第12話 かわいい曲

 桜はぐちゃぐちゃになったプリンを見ながら、一樹の話を聞いた。好きな人のためにその人を諦めて海外へ行ったこと、そこで同じアパートにいた日本人のバレエ留学に来ていた二つ年上の女性に出会ったということ。そして彼女は怪我が原因でバレエを辞めてしまい、一樹の世話をしてくれるようになって、結婚したということ。でも一樹がその頃、ピアニストとして成功しかけていたので、いろんな国で演奏することになり、奥さんだけ日本に帰ってきたということ。それから奥さんが知らない大学生と心中したということ。そして好きだった女性から声をかけてもらって、日本の大学でピアノ講師をするようになったということ。

「それで、イマココって感じですか」

「今ここ?」

「はい」と言って、桜は深いため息をついた。

「プリン、食べないの?」

「食べます。…でも…生きていくのが怖くなりました」

「え?」

「だって。まだそんなにたくさんの試練があるかと思うと…人生、辛いです」

 一樹は吹き出してしまった。

「なんで笑うんですか? だって、悲しいじゃないですか。好きな人とも一緒になれなくて。奥さんは違う人と死んじゃうし…」

「君だって相当な経験をしたと思うけど」

「私が悲しいのは…私が信頼してたのに裏切られたってことで…。彼が死んだのは…カーブを曲がりきれなくてっていう事故で。恋人が亡くなったんじゃなくて、裏切り者が亡くなったんです。だから…」

「…だから?」

「だからなんで死んでしまったのかって…。二股かけてたことも反省もせずに死んでしまって。許せません。怒りが沸々と湧いて止まらないです」

 そう言いながら、涙が溢れてきている。そういう風に泣けたり、怒れたらよかったのかもしれない。一樹は口を横に引っ張って涙を拭っている桜を見て思った。

「好きだったの?」

「あんなやつ…好きじゃないです」

 そう言って、プリンにスプーンを入れた。泣き怒りながらプリンを食べる桜を見て、一樹は唖然とした。なんというか、生命の塊の様な、触れると熱さを感じるような気がした。

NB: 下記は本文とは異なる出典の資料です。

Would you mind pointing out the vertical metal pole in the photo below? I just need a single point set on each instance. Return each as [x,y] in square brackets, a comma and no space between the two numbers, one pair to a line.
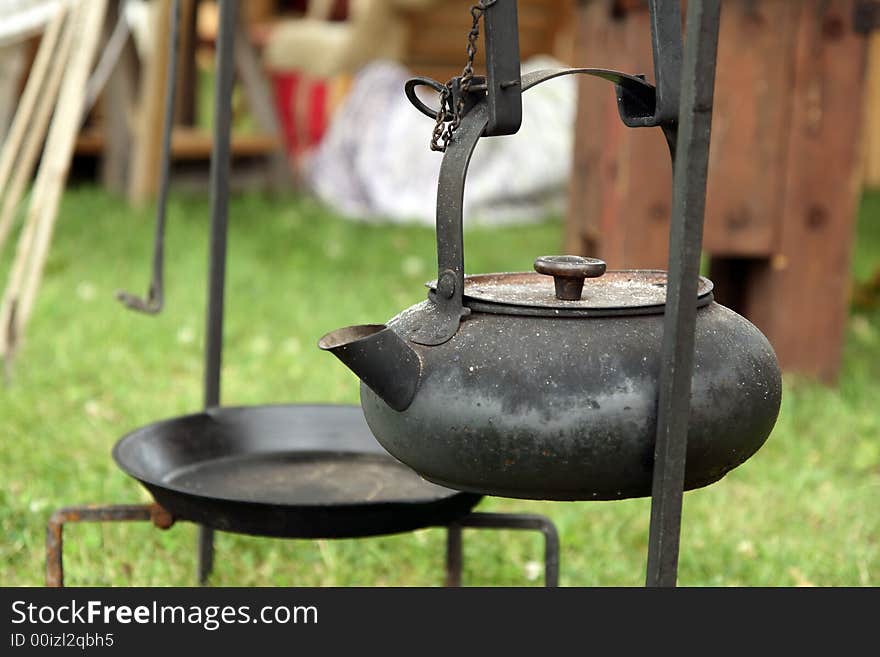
[454,555]
[219,191]
[685,244]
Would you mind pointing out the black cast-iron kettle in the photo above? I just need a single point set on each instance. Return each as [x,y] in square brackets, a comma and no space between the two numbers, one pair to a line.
[544,384]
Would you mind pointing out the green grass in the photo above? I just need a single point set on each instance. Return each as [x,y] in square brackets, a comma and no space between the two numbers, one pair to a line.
[803,510]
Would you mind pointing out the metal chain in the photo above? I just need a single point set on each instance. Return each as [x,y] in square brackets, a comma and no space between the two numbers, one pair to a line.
[449,117]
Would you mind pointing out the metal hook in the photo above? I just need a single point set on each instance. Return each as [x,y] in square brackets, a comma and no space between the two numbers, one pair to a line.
[152,305]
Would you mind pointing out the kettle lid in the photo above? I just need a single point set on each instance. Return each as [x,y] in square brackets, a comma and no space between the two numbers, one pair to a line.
[558,288]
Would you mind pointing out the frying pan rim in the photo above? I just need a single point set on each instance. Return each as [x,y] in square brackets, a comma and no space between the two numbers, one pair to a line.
[149,480]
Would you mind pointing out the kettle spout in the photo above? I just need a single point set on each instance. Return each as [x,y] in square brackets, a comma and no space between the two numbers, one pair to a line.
[381,359]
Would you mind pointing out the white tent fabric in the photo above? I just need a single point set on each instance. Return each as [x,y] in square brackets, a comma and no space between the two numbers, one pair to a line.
[375,163]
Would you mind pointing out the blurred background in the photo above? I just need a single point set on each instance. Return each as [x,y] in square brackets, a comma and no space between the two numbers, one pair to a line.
[332,224]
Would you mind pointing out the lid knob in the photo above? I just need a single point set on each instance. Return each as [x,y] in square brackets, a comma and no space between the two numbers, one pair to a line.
[569,272]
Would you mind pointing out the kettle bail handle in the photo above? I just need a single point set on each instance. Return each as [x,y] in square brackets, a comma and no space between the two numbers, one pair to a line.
[448,297]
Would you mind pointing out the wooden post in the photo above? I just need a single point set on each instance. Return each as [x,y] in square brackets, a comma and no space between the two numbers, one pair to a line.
[620,193]
[118,101]
[784,168]
[144,179]
[86,21]
[800,296]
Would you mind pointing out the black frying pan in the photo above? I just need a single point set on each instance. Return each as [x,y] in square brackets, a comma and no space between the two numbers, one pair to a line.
[286,471]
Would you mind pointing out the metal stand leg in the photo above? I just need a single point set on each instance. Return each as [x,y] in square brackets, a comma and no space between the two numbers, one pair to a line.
[527,522]
[220,165]
[454,555]
[115,513]
[206,554]
[686,234]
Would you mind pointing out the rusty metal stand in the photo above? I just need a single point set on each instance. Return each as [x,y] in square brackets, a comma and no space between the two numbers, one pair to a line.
[516,521]
[163,520]
[113,513]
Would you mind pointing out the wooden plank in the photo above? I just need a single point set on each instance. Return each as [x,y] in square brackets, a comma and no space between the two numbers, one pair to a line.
[187,73]
[751,114]
[29,153]
[188,143]
[33,92]
[800,297]
[872,114]
[262,106]
[146,153]
[117,104]
[26,273]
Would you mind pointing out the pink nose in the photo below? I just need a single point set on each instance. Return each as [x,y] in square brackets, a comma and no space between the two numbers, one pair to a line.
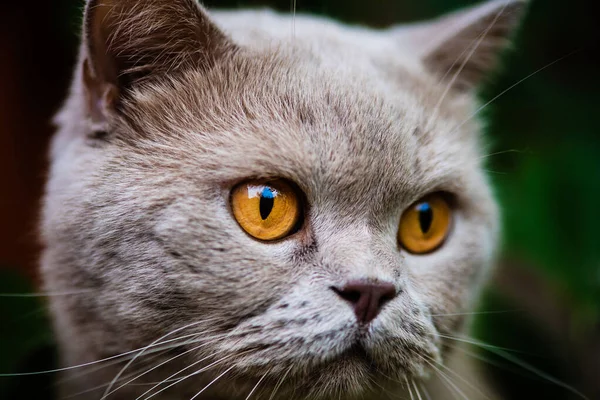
[367,298]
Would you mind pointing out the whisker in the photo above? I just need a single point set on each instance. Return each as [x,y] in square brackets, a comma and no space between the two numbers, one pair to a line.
[280,382]
[63,369]
[46,294]
[446,378]
[156,352]
[476,313]
[471,385]
[187,376]
[425,392]
[481,108]
[464,63]
[257,383]
[163,363]
[500,152]
[211,382]
[293,19]
[409,390]
[478,343]
[142,352]
[506,354]
[537,372]
[416,389]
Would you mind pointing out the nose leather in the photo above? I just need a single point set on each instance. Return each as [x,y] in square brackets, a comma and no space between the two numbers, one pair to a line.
[366,297]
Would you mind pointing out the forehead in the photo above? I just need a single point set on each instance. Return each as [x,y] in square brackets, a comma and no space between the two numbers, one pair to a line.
[327,130]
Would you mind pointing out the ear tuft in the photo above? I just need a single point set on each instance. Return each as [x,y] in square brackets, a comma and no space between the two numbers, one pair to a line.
[463,47]
[131,41]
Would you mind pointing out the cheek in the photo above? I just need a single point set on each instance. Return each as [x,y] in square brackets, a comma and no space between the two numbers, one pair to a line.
[449,279]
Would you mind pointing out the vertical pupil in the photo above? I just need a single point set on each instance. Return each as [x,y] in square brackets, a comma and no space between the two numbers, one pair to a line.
[425,216]
[267,199]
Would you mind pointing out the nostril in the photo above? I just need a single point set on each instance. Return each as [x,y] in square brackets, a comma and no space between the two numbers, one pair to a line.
[366,297]
[353,296]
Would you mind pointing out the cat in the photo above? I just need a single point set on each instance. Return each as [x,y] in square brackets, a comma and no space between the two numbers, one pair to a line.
[245,204]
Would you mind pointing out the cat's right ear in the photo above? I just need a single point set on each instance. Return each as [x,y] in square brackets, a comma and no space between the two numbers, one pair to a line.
[128,42]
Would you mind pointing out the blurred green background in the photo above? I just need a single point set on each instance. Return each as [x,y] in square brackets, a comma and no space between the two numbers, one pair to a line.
[544,301]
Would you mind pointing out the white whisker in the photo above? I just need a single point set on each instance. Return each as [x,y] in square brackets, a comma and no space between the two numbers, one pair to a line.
[257,383]
[280,382]
[481,108]
[416,389]
[211,382]
[464,63]
[142,352]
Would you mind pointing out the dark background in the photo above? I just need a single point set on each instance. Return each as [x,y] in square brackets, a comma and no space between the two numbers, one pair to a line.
[544,302]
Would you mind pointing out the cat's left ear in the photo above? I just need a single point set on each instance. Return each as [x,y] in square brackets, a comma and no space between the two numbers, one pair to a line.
[463,47]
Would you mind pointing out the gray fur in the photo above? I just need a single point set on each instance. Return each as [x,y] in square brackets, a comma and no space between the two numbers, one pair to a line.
[136,216]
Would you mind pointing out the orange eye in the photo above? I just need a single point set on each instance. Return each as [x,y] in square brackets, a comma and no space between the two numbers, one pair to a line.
[425,225]
[266,210]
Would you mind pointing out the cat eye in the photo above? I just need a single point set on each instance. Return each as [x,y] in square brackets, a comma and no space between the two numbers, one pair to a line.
[266,210]
[425,225]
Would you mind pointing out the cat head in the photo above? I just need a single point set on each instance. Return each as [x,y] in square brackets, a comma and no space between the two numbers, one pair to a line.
[308,206]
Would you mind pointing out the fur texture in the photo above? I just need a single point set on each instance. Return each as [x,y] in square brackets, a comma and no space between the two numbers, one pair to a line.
[170,108]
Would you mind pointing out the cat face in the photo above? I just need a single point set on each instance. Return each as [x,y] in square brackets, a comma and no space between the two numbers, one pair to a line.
[155,140]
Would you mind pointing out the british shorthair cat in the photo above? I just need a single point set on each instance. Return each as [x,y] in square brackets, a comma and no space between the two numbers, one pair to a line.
[249,205]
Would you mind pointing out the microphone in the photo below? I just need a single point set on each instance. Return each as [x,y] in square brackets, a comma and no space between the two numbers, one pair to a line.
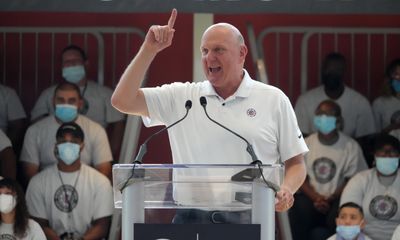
[143,148]
[249,148]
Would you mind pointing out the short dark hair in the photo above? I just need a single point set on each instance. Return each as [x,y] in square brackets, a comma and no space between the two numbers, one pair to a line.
[351,205]
[385,139]
[68,86]
[71,128]
[75,48]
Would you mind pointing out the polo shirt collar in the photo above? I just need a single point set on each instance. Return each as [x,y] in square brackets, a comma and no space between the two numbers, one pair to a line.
[243,91]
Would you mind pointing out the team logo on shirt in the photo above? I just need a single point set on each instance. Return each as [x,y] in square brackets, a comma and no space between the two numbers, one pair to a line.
[251,112]
[324,169]
[7,237]
[66,198]
[395,117]
[383,207]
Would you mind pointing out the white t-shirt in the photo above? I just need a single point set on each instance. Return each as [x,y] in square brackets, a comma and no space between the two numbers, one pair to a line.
[379,202]
[34,231]
[386,110]
[10,107]
[40,140]
[329,165]
[89,193]
[356,111]
[396,234]
[4,141]
[360,237]
[260,113]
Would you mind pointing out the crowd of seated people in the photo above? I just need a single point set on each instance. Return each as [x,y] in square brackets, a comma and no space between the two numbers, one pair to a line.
[75,134]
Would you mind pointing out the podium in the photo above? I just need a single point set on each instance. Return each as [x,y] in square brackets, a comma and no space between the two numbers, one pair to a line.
[149,191]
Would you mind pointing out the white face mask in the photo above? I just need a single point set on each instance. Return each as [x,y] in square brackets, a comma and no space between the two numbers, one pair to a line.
[7,203]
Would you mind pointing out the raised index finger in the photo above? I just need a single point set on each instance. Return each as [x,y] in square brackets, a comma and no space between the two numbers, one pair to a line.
[172,18]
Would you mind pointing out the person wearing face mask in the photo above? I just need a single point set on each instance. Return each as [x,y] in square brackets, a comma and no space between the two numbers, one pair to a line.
[36,153]
[333,158]
[70,200]
[387,107]
[356,110]
[14,221]
[350,223]
[377,190]
[96,98]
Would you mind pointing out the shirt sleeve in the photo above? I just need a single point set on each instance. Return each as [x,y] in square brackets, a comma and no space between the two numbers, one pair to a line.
[4,141]
[104,205]
[101,150]
[35,198]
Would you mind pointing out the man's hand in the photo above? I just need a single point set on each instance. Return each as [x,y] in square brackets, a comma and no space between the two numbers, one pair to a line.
[160,37]
[284,200]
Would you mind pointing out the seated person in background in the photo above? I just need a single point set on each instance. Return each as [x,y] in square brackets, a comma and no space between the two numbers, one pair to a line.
[377,190]
[333,158]
[70,200]
[387,107]
[12,117]
[96,98]
[350,222]
[37,151]
[8,161]
[356,110]
[14,221]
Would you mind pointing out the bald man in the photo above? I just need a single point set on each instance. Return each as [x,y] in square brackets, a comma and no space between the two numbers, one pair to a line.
[260,113]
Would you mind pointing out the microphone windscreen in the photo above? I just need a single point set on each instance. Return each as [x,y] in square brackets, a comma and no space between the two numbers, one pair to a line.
[188,104]
[203,101]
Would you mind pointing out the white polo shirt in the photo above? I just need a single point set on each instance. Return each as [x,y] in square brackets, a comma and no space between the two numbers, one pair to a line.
[10,107]
[385,110]
[99,107]
[260,113]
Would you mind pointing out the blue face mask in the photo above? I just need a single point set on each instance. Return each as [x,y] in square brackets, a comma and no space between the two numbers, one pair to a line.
[68,152]
[348,232]
[74,74]
[325,124]
[387,165]
[66,112]
[396,85]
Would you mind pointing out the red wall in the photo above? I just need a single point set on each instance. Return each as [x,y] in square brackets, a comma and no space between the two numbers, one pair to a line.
[175,63]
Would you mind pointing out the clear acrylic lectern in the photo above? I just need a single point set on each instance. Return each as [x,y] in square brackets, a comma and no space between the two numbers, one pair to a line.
[142,188]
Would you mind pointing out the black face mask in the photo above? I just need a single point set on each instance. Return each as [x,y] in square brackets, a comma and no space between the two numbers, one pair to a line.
[332,81]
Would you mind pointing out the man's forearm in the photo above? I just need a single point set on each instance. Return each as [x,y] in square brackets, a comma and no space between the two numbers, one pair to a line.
[295,173]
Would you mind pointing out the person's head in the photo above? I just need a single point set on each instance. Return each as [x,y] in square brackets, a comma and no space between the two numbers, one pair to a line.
[332,72]
[350,220]
[69,143]
[67,101]
[328,117]
[12,201]
[223,56]
[387,153]
[392,76]
[74,63]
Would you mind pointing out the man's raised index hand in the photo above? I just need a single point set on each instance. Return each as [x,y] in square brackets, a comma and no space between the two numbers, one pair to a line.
[172,18]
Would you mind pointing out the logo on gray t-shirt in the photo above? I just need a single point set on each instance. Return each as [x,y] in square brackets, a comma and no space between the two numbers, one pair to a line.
[66,198]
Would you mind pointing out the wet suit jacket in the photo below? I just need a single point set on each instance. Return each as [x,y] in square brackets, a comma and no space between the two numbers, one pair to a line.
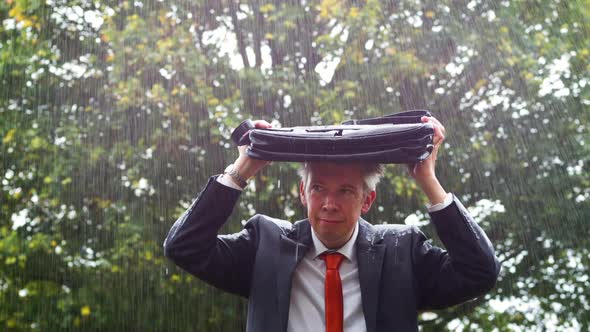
[400,272]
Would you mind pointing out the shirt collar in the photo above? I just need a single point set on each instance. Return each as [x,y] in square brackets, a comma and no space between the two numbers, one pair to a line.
[347,249]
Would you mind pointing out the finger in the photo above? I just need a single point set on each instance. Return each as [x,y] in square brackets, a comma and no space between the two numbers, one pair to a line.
[435,123]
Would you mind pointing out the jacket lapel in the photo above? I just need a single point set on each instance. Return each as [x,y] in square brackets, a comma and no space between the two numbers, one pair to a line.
[370,261]
[293,247]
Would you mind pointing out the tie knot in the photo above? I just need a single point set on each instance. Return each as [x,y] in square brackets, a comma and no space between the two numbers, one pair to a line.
[332,259]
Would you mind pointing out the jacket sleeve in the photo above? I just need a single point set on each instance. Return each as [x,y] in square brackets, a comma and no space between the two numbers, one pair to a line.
[224,261]
[467,269]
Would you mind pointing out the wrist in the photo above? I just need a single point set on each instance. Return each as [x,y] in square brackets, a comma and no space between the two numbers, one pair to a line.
[433,190]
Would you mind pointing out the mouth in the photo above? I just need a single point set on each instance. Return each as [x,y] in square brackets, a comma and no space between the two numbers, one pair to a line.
[329,221]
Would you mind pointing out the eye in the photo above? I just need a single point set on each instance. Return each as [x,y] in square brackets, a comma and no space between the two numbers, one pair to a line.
[347,191]
[316,187]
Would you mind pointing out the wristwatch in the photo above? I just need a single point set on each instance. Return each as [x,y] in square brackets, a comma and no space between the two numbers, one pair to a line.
[235,175]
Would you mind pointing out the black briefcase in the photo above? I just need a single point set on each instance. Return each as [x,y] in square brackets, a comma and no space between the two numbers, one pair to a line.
[397,138]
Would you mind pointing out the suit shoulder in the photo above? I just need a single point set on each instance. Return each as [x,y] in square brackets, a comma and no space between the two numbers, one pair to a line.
[261,220]
[385,231]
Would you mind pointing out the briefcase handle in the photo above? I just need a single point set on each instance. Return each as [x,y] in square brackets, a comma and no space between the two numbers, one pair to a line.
[240,134]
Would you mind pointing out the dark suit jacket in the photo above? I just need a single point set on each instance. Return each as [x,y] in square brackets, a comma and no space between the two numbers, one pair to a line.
[400,272]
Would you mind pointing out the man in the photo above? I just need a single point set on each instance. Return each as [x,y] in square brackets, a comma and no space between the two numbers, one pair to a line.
[334,271]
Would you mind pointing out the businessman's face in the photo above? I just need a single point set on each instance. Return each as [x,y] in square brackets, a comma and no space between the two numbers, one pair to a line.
[334,196]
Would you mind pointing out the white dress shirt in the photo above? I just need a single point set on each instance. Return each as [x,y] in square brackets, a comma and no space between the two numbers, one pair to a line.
[306,306]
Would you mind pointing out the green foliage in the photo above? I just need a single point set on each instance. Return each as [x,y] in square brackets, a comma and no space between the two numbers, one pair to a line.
[115,114]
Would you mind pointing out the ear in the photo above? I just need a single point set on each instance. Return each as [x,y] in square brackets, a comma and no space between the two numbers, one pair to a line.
[369,199]
[302,193]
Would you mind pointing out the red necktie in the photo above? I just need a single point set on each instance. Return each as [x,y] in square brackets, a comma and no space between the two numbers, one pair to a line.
[333,292]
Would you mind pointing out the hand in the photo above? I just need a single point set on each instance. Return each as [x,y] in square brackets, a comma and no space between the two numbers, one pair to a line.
[424,171]
[246,166]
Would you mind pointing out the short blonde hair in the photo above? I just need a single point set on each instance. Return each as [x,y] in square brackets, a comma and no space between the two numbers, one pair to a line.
[371,172]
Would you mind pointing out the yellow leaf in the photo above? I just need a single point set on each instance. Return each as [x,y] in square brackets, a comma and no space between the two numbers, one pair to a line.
[213,101]
[37,142]
[267,8]
[85,311]
[390,51]
[9,136]
[329,7]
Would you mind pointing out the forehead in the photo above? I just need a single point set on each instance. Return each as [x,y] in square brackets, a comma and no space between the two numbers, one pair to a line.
[350,174]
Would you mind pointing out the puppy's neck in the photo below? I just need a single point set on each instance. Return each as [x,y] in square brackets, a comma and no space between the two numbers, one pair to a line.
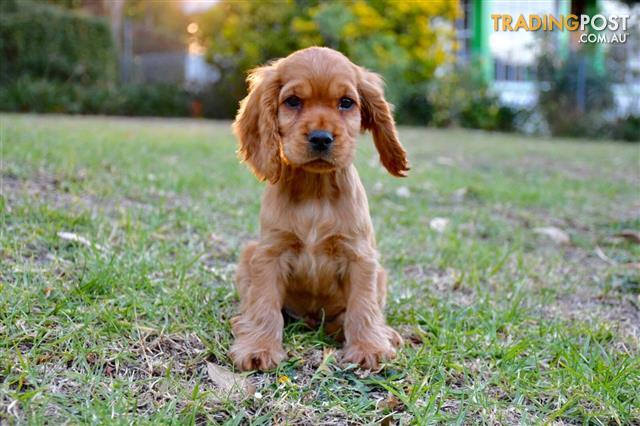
[300,185]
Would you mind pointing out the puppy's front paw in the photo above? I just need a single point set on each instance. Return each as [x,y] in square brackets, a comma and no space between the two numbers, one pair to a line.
[394,337]
[368,355]
[248,355]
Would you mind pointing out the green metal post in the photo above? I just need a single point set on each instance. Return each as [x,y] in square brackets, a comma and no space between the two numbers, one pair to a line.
[482,26]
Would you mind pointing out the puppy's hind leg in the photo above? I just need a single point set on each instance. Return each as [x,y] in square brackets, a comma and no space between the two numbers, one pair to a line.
[258,328]
[394,336]
[243,274]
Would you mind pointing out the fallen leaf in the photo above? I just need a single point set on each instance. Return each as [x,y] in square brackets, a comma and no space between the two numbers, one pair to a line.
[603,256]
[229,382]
[327,358]
[459,194]
[556,234]
[70,236]
[439,224]
[284,379]
[391,403]
[631,236]
[403,192]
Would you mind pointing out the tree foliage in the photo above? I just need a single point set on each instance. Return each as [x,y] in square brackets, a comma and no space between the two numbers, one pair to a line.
[404,41]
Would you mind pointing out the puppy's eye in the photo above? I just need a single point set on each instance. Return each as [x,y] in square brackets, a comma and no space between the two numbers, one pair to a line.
[293,102]
[346,103]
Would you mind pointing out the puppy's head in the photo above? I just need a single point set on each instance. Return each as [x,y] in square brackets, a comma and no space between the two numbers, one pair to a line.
[306,111]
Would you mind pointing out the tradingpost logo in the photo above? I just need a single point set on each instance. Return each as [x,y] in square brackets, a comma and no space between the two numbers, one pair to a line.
[606,29]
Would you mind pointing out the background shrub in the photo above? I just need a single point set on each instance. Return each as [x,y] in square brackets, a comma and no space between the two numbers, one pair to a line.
[573,96]
[48,96]
[42,41]
[463,98]
[396,39]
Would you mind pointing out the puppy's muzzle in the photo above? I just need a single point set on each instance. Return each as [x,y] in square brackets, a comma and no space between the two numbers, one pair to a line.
[320,140]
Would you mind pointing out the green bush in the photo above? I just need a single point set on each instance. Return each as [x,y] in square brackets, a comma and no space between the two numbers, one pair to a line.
[46,96]
[42,41]
[627,128]
[395,39]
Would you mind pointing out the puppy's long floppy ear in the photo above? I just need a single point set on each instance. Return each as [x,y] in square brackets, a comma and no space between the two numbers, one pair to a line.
[256,125]
[377,117]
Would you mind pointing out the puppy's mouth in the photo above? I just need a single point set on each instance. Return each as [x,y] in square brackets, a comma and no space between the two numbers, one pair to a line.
[319,165]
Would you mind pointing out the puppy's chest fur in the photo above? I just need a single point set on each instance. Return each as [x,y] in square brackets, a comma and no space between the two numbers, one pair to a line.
[318,238]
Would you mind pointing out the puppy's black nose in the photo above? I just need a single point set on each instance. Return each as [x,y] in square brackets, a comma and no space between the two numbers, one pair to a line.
[320,140]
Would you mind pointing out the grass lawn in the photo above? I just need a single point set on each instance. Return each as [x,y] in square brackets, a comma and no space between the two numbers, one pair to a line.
[119,240]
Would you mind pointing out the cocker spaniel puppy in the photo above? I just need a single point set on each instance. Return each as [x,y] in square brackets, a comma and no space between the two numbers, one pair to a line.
[316,258]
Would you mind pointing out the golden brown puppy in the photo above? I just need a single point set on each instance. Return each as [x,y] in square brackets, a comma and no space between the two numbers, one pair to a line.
[316,257]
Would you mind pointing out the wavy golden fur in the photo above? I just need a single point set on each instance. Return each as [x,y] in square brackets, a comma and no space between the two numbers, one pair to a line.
[316,258]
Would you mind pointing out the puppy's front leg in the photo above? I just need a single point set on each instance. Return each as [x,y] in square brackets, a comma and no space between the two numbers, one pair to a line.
[258,328]
[368,339]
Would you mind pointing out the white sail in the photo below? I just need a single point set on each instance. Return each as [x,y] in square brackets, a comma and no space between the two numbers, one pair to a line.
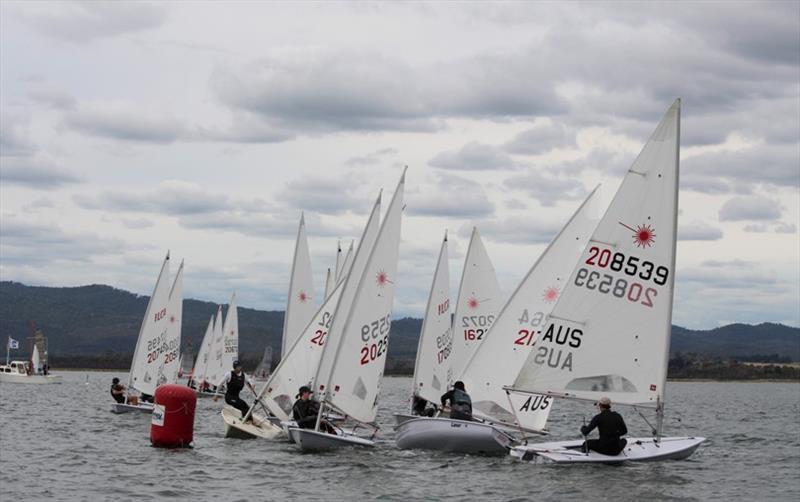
[172,345]
[300,364]
[347,263]
[432,374]
[153,332]
[609,333]
[36,362]
[214,370]
[502,354]
[300,305]
[359,263]
[203,355]
[337,269]
[329,283]
[230,338]
[479,300]
[353,385]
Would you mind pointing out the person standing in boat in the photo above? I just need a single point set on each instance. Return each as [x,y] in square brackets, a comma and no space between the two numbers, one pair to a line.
[305,411]
[611,427]
[234,383]
[460,402]
[117,391]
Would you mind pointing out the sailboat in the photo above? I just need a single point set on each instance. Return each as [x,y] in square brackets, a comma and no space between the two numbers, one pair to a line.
[300,305]
[609,333]
[499,417]
[152,335]
[479,299]
[301,363]
[350,382]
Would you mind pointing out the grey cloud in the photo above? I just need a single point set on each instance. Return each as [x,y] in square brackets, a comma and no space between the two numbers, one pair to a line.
[698,231]
[753,207]
[35,172]
[545,188]
[472,157]
[170,197]
[541,138]
[84,21]
[447,198]
[123,123]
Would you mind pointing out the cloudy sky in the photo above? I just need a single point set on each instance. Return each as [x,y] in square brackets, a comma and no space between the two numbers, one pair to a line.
[206,128]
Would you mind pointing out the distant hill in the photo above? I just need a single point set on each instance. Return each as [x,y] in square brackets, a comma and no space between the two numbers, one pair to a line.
[100,319]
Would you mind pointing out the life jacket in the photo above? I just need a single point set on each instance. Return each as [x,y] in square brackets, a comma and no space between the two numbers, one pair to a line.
[236,384]
[461,402]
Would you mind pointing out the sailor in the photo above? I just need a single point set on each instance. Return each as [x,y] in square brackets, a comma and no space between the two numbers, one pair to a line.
[419,406]
[611,427]
[117,391]
[460,402]
[234,382]
[305,411]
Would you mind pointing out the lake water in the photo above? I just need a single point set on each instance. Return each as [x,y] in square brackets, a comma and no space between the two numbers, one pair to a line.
[60,442]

「僕の勝手な想像だけど、彼は君のこと好きだったんじゃないかな。他の人がいても」

 プリンをドンと音を立てて置き直した。

「じゃあ、なんで浮気なんかするんですか?」

「それは理性が弱かったんじゃない?」

 桜は唇を噛んで唸っている。

「まぁ、浮気していい理由ではないけどね」

「…寂しがり屋でした」

 いよいよ大泣きしそうなので、一樹はティッシュを箱ごと渡した。そして明日、ラジオ局で演奏する予定なので、さっさと食器を洗ってピアノを弾こうと思った。キッチンで皿を洗いながら、なぜだかふと優しい気持ちになった。すると多少、足をひきづりながら桜が近づいて来て「私がやります。一樹さんはピアノの練習してください」と言った。

「いいよ」と断ると、横からじわじわ押してきた。

 仕方なく、水で手を注いで交代することにした。

「足、大丈夫?」

「はい。もう大分良くなりました」

「…明日、ラジオ局行くんだけど、一緒に行く?」

「え?」

「東京観光して帰るって言ってたから…」

「お邪魔していいんですか?」

「大人しくできるでしょ?」

 桜は首を何度も振って頷いた。一日中家にいて退屈していたに違いない。泣いた後なのに、嬉しそうな顔を見せて「ありがとうございます」と桜は言った。こんな子を泣かせるなんて、と少し、一樹も腹が立った、と同時にそんな気持ちになった自分にも驚いた。

 ピアノでWaltz for Debbyを弾く。作曲者の姪のために作られたという可愛いらしい曲は桜にぴったりだった。姪は二歳だったけれど、と一樹は苦笑いをした。携帯が鳴って、桜が慌てて持ってきた。

「あ、取りに行くから」と言って、一樹が出ると、山崎だった。

「おーい。今日、来なかったから、明日のことなんだけど」と時間と集合場所を教えてくれる。

「あ、一人見学連れて行っていい?」

「見学? いいよー」と軽く返事してくれた。

 電話を切って、時間を場所をすぐにスケジュールに入力した。すると山崎からもメッセージで時間と場所を送ってくれている。いい加減に見えて、仕事はきっちりしている様だった。

「その曲、素敵ですね」と桜は言った。

「君に似合うよね」

 そう言われて、桜は目を大きくして、すぐに背中を向けて、キッチンに向かった。